Russian  |  English
О проекте
Энциклопедия
Указатель
Обзоры
Модели
Базы данных

Моделирование связывания белков электрон-транспортной цепи фотосинтеза
на примере докинга пластоцианина и цитохрома f

|   Описание  |   Демо-версия  |   Список моделей  |

ОПИСАНИЕ МОДЕЛИ

Модель переноса электрона пластоцианином в люмене с одной стороны, учитывает сложную геометрию люминального пространства, а с другой стороны достаточно подробно описывает электростатические взаимодействия белков – участников электронного транспорта.

Пластоцианин – небольшой водорастворимый белок, основная функция которого заключается в переносе электронов от цитохромного bf комплекса к фотосистеме 1. Пластоцианин диффундирует в замкнутом внутреннем объеме (люмене) тилакоидов хлоропластов зеленых растений (рис. 1).

Рис. 1. Схема фотосинтетического электронного транспорта. Показаны две тилакоидные мембраны и люменальное пространство между ними. В мембраны встроены мультиферментные комплексы фотосистема 1, фотосистема 2, цитохромный b6/f комплекс. В люминальном пространстве диффундирует подвижный переносчик – белок пластоцианин (Рс). Стрелками изображен транспорт электронов.

Молекулы пластоцианина окисляют цитохром f и восстанавливают реакционный центр фотосистемы 1, диффундируя в люминальном пространстве на довольно большие расстояния (сотни нм), перенося электроны между гранальными и стромальными областями в тилакоидах. В нативном хлоропласте толщина люмена (40-100 Å) сравнима с размерами пластоцианина (40х28х30 Å). Поэтому в люмене диффузия пластоцианина сильно затруднена выступающими частями трансмембранных мультиферментных комплексов и скорость диффузии и электронного транспорта зависит от ширины люмена, расстояния диффузии и структуры люминального пространства.

Известно, что электростатические взаимодействия играют ключевую роль при связывании пластоцианина с мультиферментными комплексами: благодаря наличию электростатических сил притяжения и отталкивания диффузия пластоцианина к сайту связывания с белковым комплексом имеет направленный характер, а молекула пластоцианина ориентируется в электрическом поле комплекса.

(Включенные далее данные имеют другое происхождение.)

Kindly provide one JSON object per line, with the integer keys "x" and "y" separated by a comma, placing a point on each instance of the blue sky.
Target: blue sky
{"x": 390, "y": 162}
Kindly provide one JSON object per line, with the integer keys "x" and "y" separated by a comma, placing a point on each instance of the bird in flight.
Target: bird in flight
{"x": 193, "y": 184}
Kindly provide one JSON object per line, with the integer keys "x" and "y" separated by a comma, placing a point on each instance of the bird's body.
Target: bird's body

Для передачи электрона от цитохрома f на пластоцианин необходимо, чтобы пластоцианин подошел близко к цитохрому f и образовался комплекс Pc-Cyt f. Физическими механизмами, благодаря которым происходит перемещение и образование комплексов, являются диффузия и электростатические взаимодействия. Сам процесс формирования комплекса белков может быть условно разделен на несколько этапов: (1) броуновскую диффузию белков к месту докинга; (2) их сближение за счет действия электростатических сил притяжения между молекулами, взаимную ориентацию молекул в пространстве и формирование предварительного комплекса; (3) образование финального комплекса и перенос электрона в нем.

В качестве редокс центра в пластоцианине выступает атом меди, он связан с четырьмя лигандами – His37, Cys84, His87 и Met92 (рис. 2). Несмотря на то, что атом меди закрыт от молекул растворителя, лиганд His87 выступает на поверхность белка и окружен гидрофобными остатками. Этот гидрофобный участок считают основным сайтом связывания с PSI и cyt f. На поверхности пластоцианина находится два отрицательно заряженных патча. Один из патчей расположен около Tyr83, рядом с лигандом Cys84, и образован Asp42, Glu43, Asp44 и Asp51, второй патч находится на противоположном участке молекулы и образован Glu59, Glu60, Asp61, and Glu68.

Сейчас известны структуры пластоцианинов из многих организмов (тополь, петрушка, шпинат и др.) в окисленном и восстановленном состояниях (на атоме Cu заряд +2e и +1e, соответственно) и при разных рН.

Рис. 2. Структура молекулы пластоцианина из Spinacia Oleracea (в Protein Data Bank структура 1AG6). Рисунок получен с помощью программы Swiss-PdbViewer. На рисунке зеленым цветом обозначены аминокислоты, которые являются лигандами к атому Cu (показан в виде желтой сферы).

Цитохром f – самая крупная субъединица цитохромного b6f комплекса, является терминальным акцептором цитохромного b6f комплекса и передает электроны на пластоцианин. Единственная ?-спираль цитохрома f пронизывает мембрану и держит белок заякоренным, однако большая часть белка находится в люмене. Люминальная часть cyt f состоит из двух доменов. Большой домен расположен ближе к мембране и состоит из антипараллельного β-сэндвича, образованного двумя ?-листами, и небольшого гем-связывающего пептида. Малый домен имеет смешанную укладку бочонок-сэндвич и встроен между двумя ?-тяжами большого домена. На большем домене между двумя короткими спиралями на N-конце белка находится гем. Гем ковалентно связан с двумя консервативными аминокислотными остатками из второй спирали – Cys21 и Cys24. Пятый лиганд атома железа в геме – His25, шестой – α-аминогруппа N-терминального аминокислотного остатка тирозина 1.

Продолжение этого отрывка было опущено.